Is that all? Remember, my dear Farnaz, how sorry you had been that evening, your face pale even as you laughed and shrugged, saying to me, like a mother to a child, “Such rubbish! These so-called clairvoyants like to scare people. Forget it.” But I didn't forget it, and neither did you. Later as we stood in a restaurant by the tapas bar, drowning the oracle of that August night in sangria, you were quiet, and maybe even sad, a little. After all, had you not forced me into the fortune-teller's shop to get back at me for what I had forced you to endure all afternoon? “No, no, I cannot watch animals murdered in this way,” you had said all along, but I went ahead and got the tickets anyway, didn't I? As we sat in the stadium, the sun hot and still above us, the matador in his beaded suit parading below and the big, doomed animals pierced with one, two, three, four spears—each spear drawing a louder cheer from the crowd—I looked at you and saw the pain in your face, and still I thought, She'll get over it. Who comes to Seville without watching a good
bullfight? So you had gotten even with me, my Farnaz, and you were sorry. So was I.

He opens the Koran that Hossein has brought him, practicing his high school Arabic on a random
verse. Qul aaoothu birabbi alfalaqi, Min sharri ma khalaqa
—“Say, I seek refuge in the Lord of the dawn, From the evil of what He has created.” He reads the verse out loud, the sound of his frail, raspy voice foreign to him, but calming him nonetheless. In his middle years he had let go the habit of reading out loud. Rather, he listened. At night he fell asleep to the crackle of the BBC on his shortwave radio, at dawn he awoke to the sound of the morning broadcast and the national anthem. When the children were younger, he listened to his wife reading to them, her fables overtaking his newspaper. Why had he not also read to the children, he who as a young man had hoped to become a storyteller? Why had he come to regard such activities as necessary for the children but superfluous for him—better suited for Farnaz who, as a woman, could afford to be superfluous? Sitting behind his desk at the office, a verse from a favorite poem would sometimes come to him—“I will arise and go now, and go to Innisfree / And a small cabin build there, of clay and wattles made,” or “Can drunkenness be linked to piety and good repute? / Where is the preacher's holy monody, where is the lute?” He would welcome these unannounced visits, allow the verse to tickle him like the memory of an adolescent crush, then shoo it away from his mind with the documents before him, waiting to be signed.
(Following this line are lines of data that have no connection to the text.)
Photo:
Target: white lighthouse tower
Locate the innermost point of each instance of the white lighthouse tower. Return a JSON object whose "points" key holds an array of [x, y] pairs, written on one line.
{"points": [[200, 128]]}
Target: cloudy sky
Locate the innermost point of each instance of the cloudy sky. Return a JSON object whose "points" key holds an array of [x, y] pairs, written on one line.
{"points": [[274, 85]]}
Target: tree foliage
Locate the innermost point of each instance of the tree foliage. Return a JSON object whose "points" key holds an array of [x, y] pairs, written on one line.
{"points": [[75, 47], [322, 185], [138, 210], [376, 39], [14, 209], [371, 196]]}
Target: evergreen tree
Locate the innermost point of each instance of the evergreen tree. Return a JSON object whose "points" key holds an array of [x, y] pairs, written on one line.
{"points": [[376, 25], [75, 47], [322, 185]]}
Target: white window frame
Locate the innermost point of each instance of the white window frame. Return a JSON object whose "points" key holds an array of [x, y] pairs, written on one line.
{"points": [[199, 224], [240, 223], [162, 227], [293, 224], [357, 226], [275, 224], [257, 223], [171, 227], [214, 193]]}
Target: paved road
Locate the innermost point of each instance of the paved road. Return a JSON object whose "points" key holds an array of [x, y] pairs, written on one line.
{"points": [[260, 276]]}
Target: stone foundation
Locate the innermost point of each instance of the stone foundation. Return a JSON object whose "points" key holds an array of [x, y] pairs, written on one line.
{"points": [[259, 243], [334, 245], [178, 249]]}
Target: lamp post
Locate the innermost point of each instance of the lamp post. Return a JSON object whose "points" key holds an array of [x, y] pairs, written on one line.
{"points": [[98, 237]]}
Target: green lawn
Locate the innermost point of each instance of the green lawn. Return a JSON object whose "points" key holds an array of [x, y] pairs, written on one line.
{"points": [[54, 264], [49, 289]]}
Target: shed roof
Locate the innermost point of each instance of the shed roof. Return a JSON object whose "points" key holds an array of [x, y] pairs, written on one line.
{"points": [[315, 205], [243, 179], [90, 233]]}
Looking out, he sees the snow falling again. He lies
down on his mattress and looks at the flakes caressing the air like gossamer. The prison is calm tonight—no rattle of locks, no footsteps in the courtyard, no sound of a little boy running up and down the stairs above his cell. Even the ants, busy with the sugar cubes he has left for them, seem exact and orderly, as though parading to a hushed symphony they alone can hear. He falls asleep, so comforted by the order of things, that when the familiar rattle approaches his door he is convinced that the sound is rising from his own head, nothing more.

“Brother Amin! Get up.”

He opens his eyes and finds three guards before him.

“Follow us,” one says. The other two stand above him, each one sliding a hand under his arms and lifting him to his feet.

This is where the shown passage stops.